A Good Reference on Error Bounds.

Question

I've been going over some topics in number theory that are at times quite difficult to grasp when I understand full well where the main terms of the equations come from, but then I don't understand how they arrived at the error terms, or why.

The definitions of big O, little o and a couple of other well-recognized equivalence relations are all defined in the opening of Hardy and Wright's Introduction to the Theory of Numbers. But they don't spend much time on it. Other authors are similar in their treatment of error terms, where the reader is expected to understand immediately the source of the error, the magnitude of the error, and the justification for utilizing such a bounded error term.

So I was wondering if the community could point me in the direction of a good reference about error bounds so I can figure out how they are properly utilized.

Answer 1

Apostol's Introduction to Analytic Number Theory is quite good. The first several chapters serve as an extended introduction towards error notations and asymptotic arguments. Note: the book does expect a certain familiarity with calculus.

Answer 2

I liked N. G. De Bruijn's treatment Asymptotic Methods for Analysis.

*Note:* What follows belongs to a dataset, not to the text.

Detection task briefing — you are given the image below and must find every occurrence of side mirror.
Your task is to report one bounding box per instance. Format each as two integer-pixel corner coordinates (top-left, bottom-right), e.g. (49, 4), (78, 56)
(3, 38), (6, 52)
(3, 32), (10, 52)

It wasn't too heavy and really quite concise about how to use error bounds, either as a place holder for an infinite sum or as a result that can be manipulated.

Recommend this one as well. There's more to "big-$O$" and "little-$o$" than a blurb in the notation. If you want to grasp more of the nuance without getting too intense with numerical analysis, his prose is easy to grasp and clarifies much of the logic typical of analytical number theory.